Wirtschaft und Gewerbeansiedlung:
Sander sieht nur begrenzte Einflussmöglichkeiten auf Großunternehmen. "Die Entscheidungen fallen in den Konzernzentralen." Er schlägt den Bau eines Blockheizkraftwerkes im Gewerbegebiet vor, so könne Harsum seinen Unternehmen günstig Energie anbieten. "Das ist ein echter Standortfaktor." Für Kemnah gilt es, die mehr als 1200 gewerblichen Arbeitsplätze in Harsum zu sichern und zugleich die Vermarktung der noch freien 35 000 Quadratmeter Gewerbeflächen zu forcieren. "Harsum ist ein potenter Gewerbestandort." Die Vermarktung der Gewerbeflächen will Beulen zur Chefsache machen, sie will in die Betriebe gehen, Kontakte auch zu kleinen Firmen knüpfen, die Pluspunkte Harsums aktiv bewerben.

Straßen und Verkehrssicherheit:
Seit Jahren ein Thema in der Gemeinde. Die Gefahrenpunkte sind bekannt: die Ampelkreuzung Morgenstern/B494, die Kreuzung mit fünf Einmündungen an der Volksbank in Borsum, die maroden Kreisstraßen am Morgenstern und zwischen Asel und Harsum, fehlende Radwege nach Borsum und Hönnersum. Doch die Entscheidungen über Um- und Ausbauten liegen bei Landkreis und der Straßenbaubehörde. Da blieb den Kandidaten nur die Zusage, ihren Einfluss weiterhin nach Kräften geltend zu machen. "Da müssen wir bohren und drängeln", sagte Birgit Beulen. Anders die Situation an der Kaiserstraße. Den Bewohnern des Baugebietes "Am Alten Bahnhof" ist der Fußweg ins Dorf zu gefährlich, eine Fußgängerampel soll mehr Sicherheit bringen.
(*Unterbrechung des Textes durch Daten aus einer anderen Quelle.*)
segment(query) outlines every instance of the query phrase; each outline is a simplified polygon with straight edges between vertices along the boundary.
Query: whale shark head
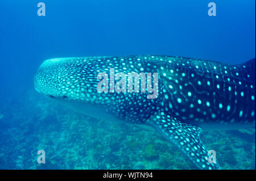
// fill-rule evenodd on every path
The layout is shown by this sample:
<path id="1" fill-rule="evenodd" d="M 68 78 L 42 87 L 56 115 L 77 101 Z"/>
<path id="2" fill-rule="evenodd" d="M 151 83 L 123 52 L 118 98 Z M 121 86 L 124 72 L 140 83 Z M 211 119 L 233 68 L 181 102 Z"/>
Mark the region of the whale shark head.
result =
<path id="1" fill-rule="evenodd" d="M 123 92 L 129 84 L 123 89 L 123 81 L 133 79 L 129 73 L 139 73 L 138 92 L 135 81 L 134 91 Z M 229 65 L 172 56 L 90 57 L 46 60 L 34 82 L 41 94 L 92 117 L 149 125 L 199 169 L 219 169 L 201 130 L 255 128 L 255 58 Z"/>
<path id="2" fill-rule="evenodd" d="M 142 91 L 143 85 L 146 86 L 144 83 L 138 88 L 137 93 L 120 94 L 114 86 L 117 82 L 114 77 L 113 78 L 113 83 L 111 82 L 111 72 L 116 75 L 121 73 L 122 70 L 123 73 L 122 75 L 124 77 L 119 79 L 123 81 L 130 73 L 142 70 L 137 70 L 133 66 L 130 68 L 125 68 L 125 63 L 121 62 L 122 59 L 120 61 L 115 57 L 108 57 L 47 60 L 40 65 L 35 76 L 35 88 L 42 94 L 92 117 L 99 117 L 99 112 L 110 112 L 114 113 L 115 117 L 123 119 L 130 116 L 126 113 L 128 108 L 135 108 L 139 110 L 140 112 L 137 112 L 137 117 L 135 115 L 131 116 L 132 121 L 143 120 L 150 116 L 147 113 L 145 116 L 143 113 L 148 112 L 149 110 L 155 110 L 154 105 L 160 100 L 158 85 L 153 86 L 150 92 L 143 92 Z M 140 75 L 137 74 L 138 77 Z M 152 75 L 154 77 L 155 74 Z M 158 78 L 156 76 L 154 77 Z M 144 81 L 151 81 L 151 76 L 144 76 Z M 157 81 L 157 79 L 152 79 L 153 84 L 154 82 L 158 83 Z M 106 82 L 102 83 L 104 81 Z M 99 86 L 101 82 L 102 83 Z M 131 87 L 137 87 L 133 83 Z M 112 84 L 113 85 L 113 91 Z M 125 83 L 118 87 L 123 88 L 124 86 Z M 146 91 L 146 87 L 144 89 Z M 128 87 L 125 90 L 128 90 Z M 137 96 L 133 96 L 135 94 Z M 143 99 L 144 100 L 142 104 L 141 100 Z M 102 117 L 106 116 L 104 115 Z"/>

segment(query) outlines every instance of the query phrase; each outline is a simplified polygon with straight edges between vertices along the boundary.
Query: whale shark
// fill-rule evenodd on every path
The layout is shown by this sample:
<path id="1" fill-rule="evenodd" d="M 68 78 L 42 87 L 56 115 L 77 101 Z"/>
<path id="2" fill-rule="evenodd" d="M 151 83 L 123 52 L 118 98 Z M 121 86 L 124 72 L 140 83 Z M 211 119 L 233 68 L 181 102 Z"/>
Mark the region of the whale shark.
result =
<path id="1" fill-rule="evenodd" d="M 52 58 L 40 66 L 34 83 L 42 94 L 89 116 L 151 126 L 198 169 L 221 169 L 200 134 L 255 128 L 255 58 L 231 65 L 159 55 Z M 112 82 L 107 76 L 110 69 Z M 154 86 L 141 76 L 139 85 L 132 83 L 139 91 L 105 89 L 129 81 L 129 73 L 144 72 L 157 75 L 151 79 Z M 104 77 L 100 88 L 106 91 L 99 91 Z M 154 98 L 148 99 L 145 83 L 148 90 L 158 88 Z"/>

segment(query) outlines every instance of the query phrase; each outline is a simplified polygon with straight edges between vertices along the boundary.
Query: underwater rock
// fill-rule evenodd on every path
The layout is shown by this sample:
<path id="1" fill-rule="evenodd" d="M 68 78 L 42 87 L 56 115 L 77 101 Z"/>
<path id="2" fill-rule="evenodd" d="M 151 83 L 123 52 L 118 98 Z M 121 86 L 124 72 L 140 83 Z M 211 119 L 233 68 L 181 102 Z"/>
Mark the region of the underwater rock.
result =
<path id="1" fill-rule="evenodd" d="M 253 135 L 255 133 L 255 129 L 238 129 L 238 131 L 242 133 L 246 133 L 250 135 Z"/>
<path id="2" fill-rule="evenodd" d="M 133 167 L 133 170 L 142 170 L 144 169 L 145 166 L 142 162 L 138 162 Z"/>
<path id="3" fill-rule="evenodd" d="M 153 145 L 148 145 L 145 149 L 145 157 L 148 160 L 153 160 L 158 157 L 158 153 L 154 148 Z"/>

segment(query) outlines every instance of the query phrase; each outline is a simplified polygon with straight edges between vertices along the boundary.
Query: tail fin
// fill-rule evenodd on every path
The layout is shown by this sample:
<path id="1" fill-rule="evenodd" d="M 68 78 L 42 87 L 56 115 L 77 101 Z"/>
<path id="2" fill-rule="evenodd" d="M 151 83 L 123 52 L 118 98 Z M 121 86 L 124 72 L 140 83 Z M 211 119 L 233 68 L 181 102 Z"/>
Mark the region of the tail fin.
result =
<path id="1" fill-rule="evenodd" d="M 240 64 L 245 70 L 246 74 L 249 75 L 250 79 L 254 82 L 255 81 L 255 59 L 253 58 L 247 62 Z"/>

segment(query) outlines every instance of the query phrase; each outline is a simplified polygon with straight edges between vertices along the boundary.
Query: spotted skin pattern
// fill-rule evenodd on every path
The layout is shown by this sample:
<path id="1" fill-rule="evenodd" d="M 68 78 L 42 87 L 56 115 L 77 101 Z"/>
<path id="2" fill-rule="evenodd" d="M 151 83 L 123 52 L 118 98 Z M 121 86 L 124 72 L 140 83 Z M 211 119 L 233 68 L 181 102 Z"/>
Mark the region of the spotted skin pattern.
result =
<path id="1" fill-rule="evenodd" d="M 157 98 L 147 99 L 150 94 L 148 87 L 142 92 L 142 82 L 138 92 L 100 93 L 97 75 L 109 76 L 110 68 L 115 77 L 118 73 L 158 73 L 158 82 L 152 78 L 151 84 L 158 87 Z M 115 78 L 115 84 L 120 79 Z M 47 60 L 34 82 L 43 95 L 85 105 L 85 114 L 104 112 L 118 120 L 152 126 L 199 169 L 211 170 L 220 167 L 208 162 L 210 155 L 199 137 L 201 128 L 255 127 L 255 58 L 229 65 L 181 57 L 130 56 Z"/>

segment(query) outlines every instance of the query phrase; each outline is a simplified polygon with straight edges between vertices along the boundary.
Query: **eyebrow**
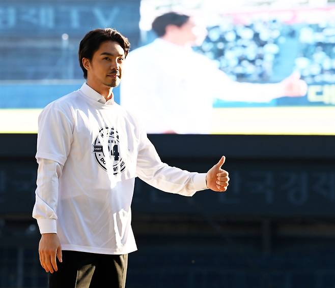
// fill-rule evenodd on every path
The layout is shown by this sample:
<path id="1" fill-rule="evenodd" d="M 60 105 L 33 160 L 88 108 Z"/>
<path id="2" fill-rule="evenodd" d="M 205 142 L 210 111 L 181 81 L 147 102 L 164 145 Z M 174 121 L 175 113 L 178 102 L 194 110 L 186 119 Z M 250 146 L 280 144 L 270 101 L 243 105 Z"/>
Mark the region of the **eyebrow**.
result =
<path id="1" fill-rule="evenodd" d="M 109 53 L 109 52 L 103 52 L 101 54 L 100 54 L 100 55 L 108 55 L 108 56 L 115 56 L 115 54 L 113 54 L 112 53 Z M 123 56 L 124 57 L 124 54 L 118 54 L 117 56 Z"/>

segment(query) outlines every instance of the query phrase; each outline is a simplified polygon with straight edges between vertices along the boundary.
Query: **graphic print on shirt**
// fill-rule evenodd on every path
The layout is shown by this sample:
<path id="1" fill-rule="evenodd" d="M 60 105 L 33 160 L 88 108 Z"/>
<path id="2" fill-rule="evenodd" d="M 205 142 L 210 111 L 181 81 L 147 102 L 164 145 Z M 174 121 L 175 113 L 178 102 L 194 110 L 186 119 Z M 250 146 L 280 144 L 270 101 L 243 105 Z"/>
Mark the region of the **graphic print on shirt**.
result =
<path id="1" fill-rule="evenodd" d="M 126 165 L 120 154 L 119 133 L 114 127 L 100 128 L 92 146 L 92 153 L 103 169 L 113 171 L 115 175 L 124 170 Z"/>

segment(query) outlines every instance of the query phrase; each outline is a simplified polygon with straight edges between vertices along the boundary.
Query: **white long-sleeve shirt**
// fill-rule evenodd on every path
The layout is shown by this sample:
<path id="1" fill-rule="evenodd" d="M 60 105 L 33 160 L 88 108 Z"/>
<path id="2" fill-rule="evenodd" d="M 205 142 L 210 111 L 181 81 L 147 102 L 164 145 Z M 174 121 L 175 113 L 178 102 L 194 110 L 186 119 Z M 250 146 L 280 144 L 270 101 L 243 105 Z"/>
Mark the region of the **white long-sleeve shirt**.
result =
<path id="1" fill-rule="evenodd" d="M 86 84 L 43 110 L 36 158 L 33 216 L 41 233 L 58 234 L 63 250 L 136 249 L 130 209 L 136 176 L 187 196 L 207 188 L 206 174 L 162 163 L 135 119 Z"/>
<path id="2" fill-rule="evenodd" d="M 215 98 L 266 103 L 283 96 L 279 84 L 233 81 L 213 61 L 161 38 L 125 61 L 121 105 L 148 133 L 208 134 Z"/>

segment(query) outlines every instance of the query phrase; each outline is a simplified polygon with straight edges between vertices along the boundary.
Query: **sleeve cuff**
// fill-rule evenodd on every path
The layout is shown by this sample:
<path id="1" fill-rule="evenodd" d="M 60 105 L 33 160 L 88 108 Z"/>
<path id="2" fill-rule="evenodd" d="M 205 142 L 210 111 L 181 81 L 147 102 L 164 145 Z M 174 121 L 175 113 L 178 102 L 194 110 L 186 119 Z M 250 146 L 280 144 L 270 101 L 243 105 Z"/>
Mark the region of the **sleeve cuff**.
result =
<path id="1" fill-rule="evenodd" d="M 194 175 L 193 185 L 197 191 L 208 189 L 206 183 L 207 173 L 198 173 Z"/>
<path id="2" fill-rule="evenodd" d="M 55 219 L 38 219 L 37 224 L 41 234 L 57 233 L 57 223 Z"/>

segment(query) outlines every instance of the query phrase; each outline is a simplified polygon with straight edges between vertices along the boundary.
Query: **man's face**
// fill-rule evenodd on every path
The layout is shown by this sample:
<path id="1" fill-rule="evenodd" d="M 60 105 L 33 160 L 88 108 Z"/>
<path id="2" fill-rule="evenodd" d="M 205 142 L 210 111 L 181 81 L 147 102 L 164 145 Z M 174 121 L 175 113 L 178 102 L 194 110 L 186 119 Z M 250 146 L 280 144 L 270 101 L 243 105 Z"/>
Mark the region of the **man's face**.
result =
<path id="1" fill-rule="evenodd" d="M 125 58 L 124 51 L 118 42 L 102 42 L 91 61 L 84 58 L 88 80 L 98 85 L 116 87 L 121 81 Z"/>

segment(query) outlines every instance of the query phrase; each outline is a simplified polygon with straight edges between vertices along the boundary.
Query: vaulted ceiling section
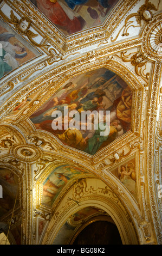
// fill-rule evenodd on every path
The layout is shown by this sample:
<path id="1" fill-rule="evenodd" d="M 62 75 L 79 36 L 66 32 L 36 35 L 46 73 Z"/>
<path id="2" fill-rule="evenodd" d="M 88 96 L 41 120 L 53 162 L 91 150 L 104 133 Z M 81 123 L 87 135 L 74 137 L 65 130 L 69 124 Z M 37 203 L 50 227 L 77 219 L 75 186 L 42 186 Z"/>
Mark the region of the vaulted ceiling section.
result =
<path id="1" fill-rule="evenodd" d="M 0 16 L 0 233 L 72 244 L 103 221 L 162 244 L 161 0 L 1 0 Z M 87 111 L 108 111 L 108 135 L 69 127 Z"/>

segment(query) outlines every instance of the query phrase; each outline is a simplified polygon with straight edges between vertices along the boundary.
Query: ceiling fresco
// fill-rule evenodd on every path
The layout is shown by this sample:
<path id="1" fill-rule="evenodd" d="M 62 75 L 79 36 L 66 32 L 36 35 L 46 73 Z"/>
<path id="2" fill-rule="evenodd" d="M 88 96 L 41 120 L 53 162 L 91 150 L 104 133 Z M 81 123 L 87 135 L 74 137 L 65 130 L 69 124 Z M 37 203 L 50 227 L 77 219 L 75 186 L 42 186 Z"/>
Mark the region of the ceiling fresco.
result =
<path id="1" fill-rule="evenodd" d="M 54 245 L 67 245 L 69 240 L 76 234 L 79 228 L 92 218 L 99 216 L 107 216 L 107 214 L 99 208 L 86 207 L 72 215 L 62 225 L 57 236 L 55 239 Z"/>
<path id="2" fill-rule="evenodd" d="M 32 60 L 40 53 L 7 23 L 0 20 L 0 78 L 15 69 Z"/>
<path id="3" fill-rule="evenodd" d="M 87 172 L 74 166 L 63 165 L 56 168 L 43 183 L 42 203 L 51 206 L 63 187 L 83 173 Z"/>
<path id="4" fill-rule="evenodd" d="M 0 0 L 0 233 L 161 245 L 162 0 Z"/>
<path id="5" fill-rule="evenodd" d="M 119 0 L 30 0 L 67 35 L 102 25 Z"/>
<path id="6" fill-rule="evenodd" d="M 102 68 L 70 79 L 30 119 L 37 129 L 48 131 L 65 145 L 93 155 L 130 130 L 132 99 L 132 91 L 125 81 L 113 72 Z M 69 113 L 72 111 L 74 114 L 79 113 L 80 130 L 65 128 L 73 118 L 64 114 L 64 108 Z M 56 115 L 58 111 L 62 113 L 62 117 L 53 117 L 55 111 Z M 103 115 L 106 111 L 110 111 L 110 124 L 105 121 L 105 127 L 109 127 L 108 135 L 101 135 L 102 130 L 95 127 L 99 127 L 99 123 L 96 124 L 94 121 L 90 129 L 82 129 L 81 115 L 88 111 L 92 113 L 95 111 L 97 113 L 102 111 Z M 90 120 L 91 117 L 86 120 L 87 126 L 90 121 L 88 118 Z M 54 130 L 53 124 L 57 122 L 57 130 Z"/>

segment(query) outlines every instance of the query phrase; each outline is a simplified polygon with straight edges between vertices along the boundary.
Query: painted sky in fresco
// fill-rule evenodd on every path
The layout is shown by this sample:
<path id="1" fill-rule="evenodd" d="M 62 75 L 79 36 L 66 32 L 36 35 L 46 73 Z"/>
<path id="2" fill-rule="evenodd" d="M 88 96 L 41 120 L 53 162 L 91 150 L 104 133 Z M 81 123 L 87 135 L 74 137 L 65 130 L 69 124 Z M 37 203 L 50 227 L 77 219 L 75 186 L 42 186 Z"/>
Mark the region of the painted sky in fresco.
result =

Nach den Bürgermeisterkandidaten waren die Zuhörer an der Reihe. "Was kostet die Gemeinde die geplante Übernahme des Stromnetzes, gibt es Zahlen?", wollte Karl Pabst aus Klein Förste wissen. "Die Gemeinde werde nicht mehr, aber auch nicht weniger Konzessionsabgabe kassieren als heute", sagte Bürgermeister Gundolf Kemnah. Informationen über Einbußen von 300 000 Euro pro Jahr seien falsch. Zusätzlich erhalte die Kommune einen Teil der Durchleitungsgebühren. "Sollte das Projekt zu risikoreich sein, können wir jederzeit aussteigen."

"Würden Sie gegen Ihre eigene Partei stimmen, wenn es einer guten Sache dient?", fragte Winfried Bodenburg aus Borsum. Er entscheide nach seinem Gewissen, sagte Kemnah. Beim Bau der Brücke zwischen Borsum und Bründeln sowie der Dorferneuerung in Borsum habe er Abweichler aus der CDU "auf Kurs gebracht". Die Partei sei zwar im Hintergrund, letztlich werde sie im Interesse der Bürger abstimmen, so Birgit Beulen. Für Sander, den einzigen Grünen im Gemeinderat, stellt sich die Frage ohnehin nicht. "Als Bürgermeister werde ich geradezu gezwungen sein, mir ständig neue Mehrheiten zu suchen", sagte er.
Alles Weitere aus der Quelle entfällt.